The Environmental Protection Agency (EPA) estimated that in the year 2000 the average American produced approximately 4.4 lbs of waste per day, or over 1600 lbs per year. The EPA also estimated that 40.4% or 71.6 million tons of all trash generated is from paper products. In the U.S., paper use is increasing, despite already utilizing over 100 million tons a year. According to the EPA and Treecycle (a leading recycled paper provider), recycling paper reduces energy and water consumption by 60-70% and 55% respectively and reduces toxic and water pollution by 74% and 35% respectively during paper production.

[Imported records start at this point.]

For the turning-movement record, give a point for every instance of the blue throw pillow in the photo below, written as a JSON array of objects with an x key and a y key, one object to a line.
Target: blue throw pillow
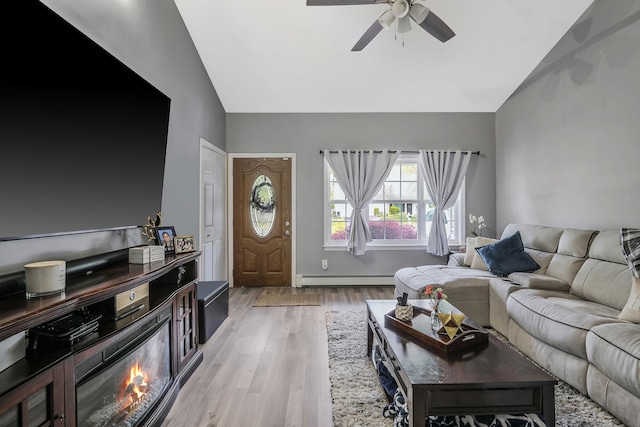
[{"x": 507, "y": 256}]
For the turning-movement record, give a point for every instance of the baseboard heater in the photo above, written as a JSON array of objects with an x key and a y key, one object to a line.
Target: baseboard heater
[{"x": 309, "y": 280}]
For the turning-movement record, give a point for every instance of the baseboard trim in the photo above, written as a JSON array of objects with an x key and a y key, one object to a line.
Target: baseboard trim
[{"x": 326, "y": 280}]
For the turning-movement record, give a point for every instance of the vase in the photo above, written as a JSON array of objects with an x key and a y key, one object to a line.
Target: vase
[
  {"x": 436, "y": 323},
  {"x": 404, "y": 312}
]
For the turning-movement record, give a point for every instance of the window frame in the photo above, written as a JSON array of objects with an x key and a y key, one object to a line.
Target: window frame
[{"x": 396, "y": 244}]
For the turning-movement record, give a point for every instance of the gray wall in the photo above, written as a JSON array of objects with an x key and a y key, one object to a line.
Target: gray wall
[
  {"x": 306, "y": 134},
  {"x": 150, "y": 37},
  {"x": 567, "y": 140}
]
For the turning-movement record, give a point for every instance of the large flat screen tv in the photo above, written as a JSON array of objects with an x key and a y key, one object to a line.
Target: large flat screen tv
[{"x": 83, "y": 137}]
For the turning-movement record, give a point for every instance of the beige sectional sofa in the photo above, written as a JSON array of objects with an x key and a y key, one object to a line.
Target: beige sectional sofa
[{"x": 563, "y": 315}]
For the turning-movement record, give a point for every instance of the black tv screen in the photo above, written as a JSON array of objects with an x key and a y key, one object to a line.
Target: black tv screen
[{"x": 83, "y": 137}]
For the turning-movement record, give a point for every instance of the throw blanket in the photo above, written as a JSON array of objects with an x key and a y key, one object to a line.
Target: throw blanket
[
  {"x": 397, "y": 410},
  {"x": 630, "y": 241}
]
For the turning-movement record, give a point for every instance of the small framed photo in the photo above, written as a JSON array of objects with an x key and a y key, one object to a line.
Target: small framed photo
[
  {"x": 184, "y": 244},
  {"x": 166, "y": 236}
]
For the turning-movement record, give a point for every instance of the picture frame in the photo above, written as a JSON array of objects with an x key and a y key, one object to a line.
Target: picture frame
[
  {"x": 165, "y": 236},
  {"x": 184, "y": 244}
]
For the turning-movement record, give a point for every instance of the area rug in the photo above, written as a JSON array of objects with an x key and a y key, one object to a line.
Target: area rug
[
  {"x": 359, "y": 399},
  {"x": 276, "y": 299}
]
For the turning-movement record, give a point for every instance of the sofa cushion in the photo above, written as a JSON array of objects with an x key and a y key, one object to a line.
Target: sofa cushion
[
  {"x": 413, "y": 280},
  {"x": 604, "y": 282},
  {"x": 537, "y": 237},
  {"x": 507, "y": 256},
  {"x": 539, "y": 281},
  {"x": 575, "y": 243},
  {"x": 564, "y": 267},
  {"x": 614, "y": 349},
  {"x": 558, "y": 318},
  {"x": 542, "y": 258},
  {"x": 470, "y": 250},
  {"x": 604, "y": 276},
  {"x": 631, "y": 310}
]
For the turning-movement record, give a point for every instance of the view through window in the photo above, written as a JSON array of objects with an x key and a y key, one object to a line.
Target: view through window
[{"x": 400, "y": 214}]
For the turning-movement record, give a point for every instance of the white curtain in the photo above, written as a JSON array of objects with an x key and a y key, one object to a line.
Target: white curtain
[
  {"x": 360, "y": 174},
  {"x": 444, "y": 173}
]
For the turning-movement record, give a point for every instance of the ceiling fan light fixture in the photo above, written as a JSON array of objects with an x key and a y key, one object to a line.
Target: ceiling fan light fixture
[
  {"x": 400, "y": 8},
  {"x": 386, "y": 19},
  {"x": 404, "y": 25},
  {"x": 418, "y": 12}
]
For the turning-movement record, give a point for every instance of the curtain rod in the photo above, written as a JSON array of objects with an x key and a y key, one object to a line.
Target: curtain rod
[{"x": 477, "y": 153}]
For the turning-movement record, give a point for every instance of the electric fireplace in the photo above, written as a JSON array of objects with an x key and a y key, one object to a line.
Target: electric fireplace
[{"x": 122, "y": 391}]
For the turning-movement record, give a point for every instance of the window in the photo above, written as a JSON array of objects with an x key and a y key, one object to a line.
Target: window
[{"x": 399, "y": 216}]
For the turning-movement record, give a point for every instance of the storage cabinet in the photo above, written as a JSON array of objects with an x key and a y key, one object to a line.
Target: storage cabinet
[
  {"x": 38, "y": 402},
  {"x": 213, "y": 307},
  {"x": 40, "y": 390},
  {"x": 185, "y": 318}
]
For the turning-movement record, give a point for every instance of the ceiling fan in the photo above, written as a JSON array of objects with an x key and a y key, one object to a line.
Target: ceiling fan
[{"x": 401, "y": 10}]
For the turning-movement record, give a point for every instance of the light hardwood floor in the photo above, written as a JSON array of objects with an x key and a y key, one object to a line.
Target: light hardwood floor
[{"x": 267, "y": 366}]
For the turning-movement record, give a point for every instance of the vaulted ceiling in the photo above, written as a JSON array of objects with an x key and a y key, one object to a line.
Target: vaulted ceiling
[{"x": 282, "y": 56}]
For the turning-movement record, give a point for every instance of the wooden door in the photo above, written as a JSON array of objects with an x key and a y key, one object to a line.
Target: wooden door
[{"x": 262, "y": 222}]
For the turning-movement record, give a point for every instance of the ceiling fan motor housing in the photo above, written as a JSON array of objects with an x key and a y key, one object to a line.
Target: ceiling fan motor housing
[{"x": 400, "y": 8}]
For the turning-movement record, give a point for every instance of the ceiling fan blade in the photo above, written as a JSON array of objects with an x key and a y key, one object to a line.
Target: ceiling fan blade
[
  {"x": 373, "y": 31},
  {"x": 342, "y": 2},
  {"x": 436, "y": 27}
]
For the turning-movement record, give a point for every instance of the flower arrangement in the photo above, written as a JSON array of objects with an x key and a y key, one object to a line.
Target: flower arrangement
[
  {"x": 436, "y": 296},
  {"x": 478, "y": 222},
  {"x": 149, "y": 229}
]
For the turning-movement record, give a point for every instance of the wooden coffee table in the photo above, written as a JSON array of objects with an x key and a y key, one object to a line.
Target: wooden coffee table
[{"x": 487, "y": 379}]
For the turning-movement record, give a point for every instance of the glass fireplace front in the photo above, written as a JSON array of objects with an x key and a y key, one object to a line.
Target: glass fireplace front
[{"x": 122, "y": 393}]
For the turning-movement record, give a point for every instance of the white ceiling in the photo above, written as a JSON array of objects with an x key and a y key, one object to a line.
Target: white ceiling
[{"x": 282, "y": 56}]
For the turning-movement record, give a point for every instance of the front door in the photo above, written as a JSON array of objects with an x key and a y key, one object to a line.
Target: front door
[{"x": 262, "y": 222}]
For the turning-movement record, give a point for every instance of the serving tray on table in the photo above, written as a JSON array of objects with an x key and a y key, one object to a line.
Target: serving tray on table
[{"x": 419, "y": 327}]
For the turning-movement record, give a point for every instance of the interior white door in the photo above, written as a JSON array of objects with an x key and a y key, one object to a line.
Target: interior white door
[{"x": 213, "y": 173}]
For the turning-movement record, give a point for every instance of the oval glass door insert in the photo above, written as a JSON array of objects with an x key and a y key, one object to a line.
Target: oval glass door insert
[{"x": 262, "y": 206}]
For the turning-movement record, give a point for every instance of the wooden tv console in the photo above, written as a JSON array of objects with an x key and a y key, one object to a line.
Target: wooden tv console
[{"x": 48, "y": 377}]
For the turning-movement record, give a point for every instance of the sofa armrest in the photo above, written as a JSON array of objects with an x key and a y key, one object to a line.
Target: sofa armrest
[{"x": 539, "y": 281}]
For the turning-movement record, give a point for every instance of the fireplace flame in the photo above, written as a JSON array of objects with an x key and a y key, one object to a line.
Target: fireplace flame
[
  {"x": 135, "y": 387},
  {"x": 137, "y": 381}
]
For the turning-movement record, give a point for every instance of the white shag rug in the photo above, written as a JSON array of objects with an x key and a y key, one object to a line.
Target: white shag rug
[{"x": 358, "y": 397}]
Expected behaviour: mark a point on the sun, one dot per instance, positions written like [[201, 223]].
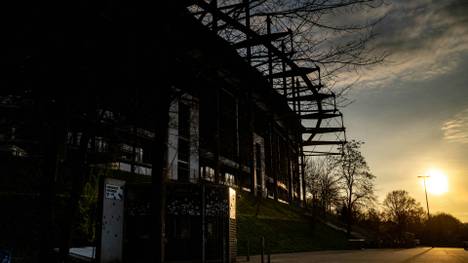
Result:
[[437, 183]]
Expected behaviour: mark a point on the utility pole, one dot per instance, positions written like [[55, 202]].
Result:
[[425, 191]]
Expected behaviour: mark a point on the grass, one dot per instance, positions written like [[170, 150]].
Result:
[[284, 227]]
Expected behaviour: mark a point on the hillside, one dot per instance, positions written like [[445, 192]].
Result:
[[284, 227]]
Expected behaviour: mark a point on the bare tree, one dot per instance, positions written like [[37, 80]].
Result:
[[403, 210], [322, 182], [357, 182]]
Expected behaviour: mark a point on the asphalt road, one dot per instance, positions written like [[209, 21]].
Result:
[[422, 254]]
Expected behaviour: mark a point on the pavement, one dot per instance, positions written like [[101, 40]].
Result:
[[418, 255]]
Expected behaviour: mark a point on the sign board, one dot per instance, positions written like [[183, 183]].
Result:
[[113, 192], [112, 221], [232, 203]]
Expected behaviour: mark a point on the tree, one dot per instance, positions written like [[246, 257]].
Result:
[[403, 210], [356, 180], [322, 182]]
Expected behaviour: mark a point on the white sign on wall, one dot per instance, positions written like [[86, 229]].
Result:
[[232, 203], [114, 192]]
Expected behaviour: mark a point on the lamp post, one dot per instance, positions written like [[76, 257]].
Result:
[[425, 191]]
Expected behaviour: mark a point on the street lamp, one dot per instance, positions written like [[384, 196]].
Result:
[[425, 191]]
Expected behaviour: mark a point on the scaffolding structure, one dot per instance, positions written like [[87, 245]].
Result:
[[270, 49]]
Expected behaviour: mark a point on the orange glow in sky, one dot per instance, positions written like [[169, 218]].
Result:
[[437, 183]]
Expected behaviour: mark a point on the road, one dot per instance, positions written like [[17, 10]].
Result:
[[417, 255]]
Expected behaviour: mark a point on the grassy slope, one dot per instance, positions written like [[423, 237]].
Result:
[[284, 227]]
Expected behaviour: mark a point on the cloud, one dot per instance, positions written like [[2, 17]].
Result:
[[424, 39], [456, 129]]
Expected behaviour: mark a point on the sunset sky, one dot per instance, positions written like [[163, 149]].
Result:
[[412, 111]]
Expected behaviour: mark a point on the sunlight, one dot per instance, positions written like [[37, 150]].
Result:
[[437, 183]]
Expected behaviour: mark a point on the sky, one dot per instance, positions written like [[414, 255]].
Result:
[[412, 110]]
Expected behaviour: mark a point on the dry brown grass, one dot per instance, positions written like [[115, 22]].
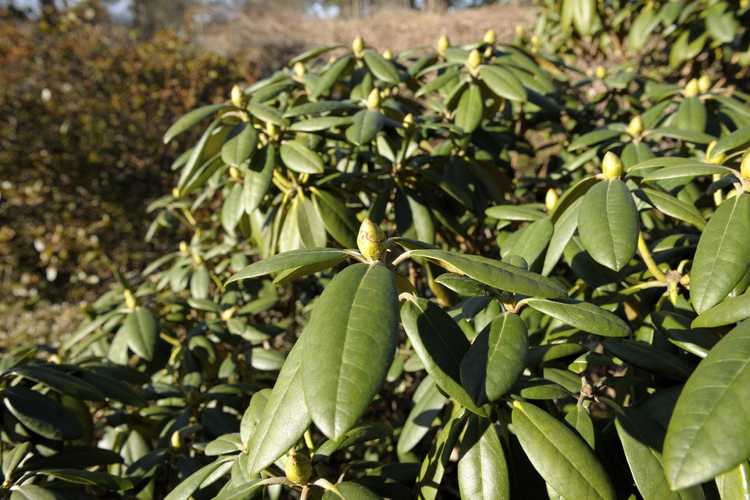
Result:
[[269, 36]]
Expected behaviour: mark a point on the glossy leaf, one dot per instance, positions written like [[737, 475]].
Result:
[[495, 359], [354, 350], [560, 457], [285, 415], [482, 470], [289, 260], [440, 344], [582, 315], [707, 433], [495, 273], [608, 224], [723, 254]]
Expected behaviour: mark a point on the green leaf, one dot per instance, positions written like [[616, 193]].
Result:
[[58, 380], [365, 126], [734, 484], [608, 224], [648, 357], [299, 158], [674, 207], [193, 482], [422, 416], [531, 241], [258, 178], [503, 83], [736, 141], [470, 108], [349, 490], [495, 273], [728, 311], [266, 114], [594, 137], [331, 75], [318, 107], [683, 135], [440, 344], [382, 68], [691, 115], [310, 225], [338, 219], [482, 470], [692, 169], [200, 282], [582, 315], [723, 254], [707, 433], [514, 213], [646, 466], [237, 150], [320, 123], [31, 492], [233, 208], [190, 119], [141, 332], [285, 416], [560, 457], [352, 332], [563, 231], [41, 414], [288, 260], [496, 359]]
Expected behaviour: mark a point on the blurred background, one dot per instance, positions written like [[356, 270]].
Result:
[[87, 89]]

Consistent with leading a Jewish lifestyle, our communities are faced with the environmental quandary of what to do with the large quantity of paper products called Shemos (all religious documents). We need to determine what, if any, of these documents can be recycled. Rabbi Moshe Feinstein answers this question in his writings of Teshuvas: Torah scrolls, anything on parchment (i.e. tefillin, mezuzas), siddurim (prayer books), any paper form of the 5 Books of Moses, and the written 7 Kinnos (different holy names) of Hashem’s name cannot be recycled and must be put into Shemos for proper Jewish burial. Alternately, Shemos are often placed in the foundation of a new Synagogue. Remaining materials, including oral law, is permitted to be recycled, as it was never supposed to be transcribed into writing. However, Rabbi Feinstein qualified the above by saying that the Poskim in Israel should be consulted and that not everyone will hold by this lenient view (Igros Moshe, Orah Hayim, volume four, number 39).
This list does not include electronic images, which have separate teshuvas. Whether your paper waste is Hebrew or English, there’s an excellent possibility that it can be recycled at a local facility, which allows you to personally contribute to environmental conservation.